It takes courage to unveil a pricey new – well almost new – luxury car in a time of economic Armageddon.
So Land Rover deserves plaudits for rolling out in these austere times the fourth generation of its iconic, go-anywhere Range Rover.
Doubtless its fiercely loyal and wealthy customer base has been reduced in recent years by the recession.
Despite the pervading economic gloom, now Indian-owned Jaguar Land Rover (JLR) is on the point of completing a satisfactory 2012 in Ireland, with sales of some 900 vehicles.
The figure breaks down into 40pc Land Rover, 30pc Range Rover Evoque with the balance comprised of Range Rover Sport, Freelander and Defender.
JLR acknowledges that the classy, mould-breaking Evoque gave it the fillip it needed to withstand the worst ravages of the slump.
But perhaps, the most beneficial aspect of the Evoque's success, is the new-found confidence it has instilled in the Land Rover operation here. That's underpinned by the fact that, over the next five years, executives have revealed JLR will bring to market some 40 new vehicles.
As for the new Range Rover, it's a measure of the brand's strong customer loyalty and legendary reputation for cushy on-road and off-road motoring that it remains firmly in command in its sector.
Unleashed, aptly, on the spectacular Moroccan coast and due to hit these shores at the end on this month, JLR insists that its new flagship pushes the marque to new levels of luxury and refinement. Over a challenging test route on motorway, craggy mountain passes and sand dunes it performed with aplomb.

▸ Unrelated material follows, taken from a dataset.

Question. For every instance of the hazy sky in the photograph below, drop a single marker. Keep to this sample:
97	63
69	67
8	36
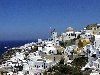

In design terms, it has a lower gait, lending it a sharper look, while among the highlights is the floating roof and a hint of a new dynamism conveyed by prominent side fender vents.
It now boasts a ground-breaking, lightweight aluminium body with a revised air suspension system.
Among the myriad of enhanced technologies the next generation of its 'Terrain Response 2' technology, makes hands-on driver control virtually redundant.
Whether traversing a river bed (it can now negotiate water to a depth of 900mm), clambering over rocks, or scaling desert dunes, you just set the system to 'auto' and let the electronics do all the work.
On the road another Dynamic Response system suppresses body roll and delivers stable handling even at speed, while a 4WD system provides a two-speed low range option for difficult conditions, or when towing. A split, powered tailgate adds space and eases the chore of ferrying cargo.
The cabin, which houses the world's first 3D surround sound system with 29 speakers, exudes luxury with luscious leather seats and quality veneers, while multi-layered insulation has made the Range Rover one of the quietest workhorses around.
LR expects the 3-litre TDV6 to be the biggest seller here. Priced from €119,000, it will be accompanied by the Vogue with prices starting at €135,000. A 4.4-litre TDV8, priced at €150,000, will be available on special order as will a 5-litre supercharged version priced at €160,000. JLR expects to sell 40 Range Rovers next year.
While the Celtic Tiger may have snuffed it, clearly some of its cubs remain in rude financial health.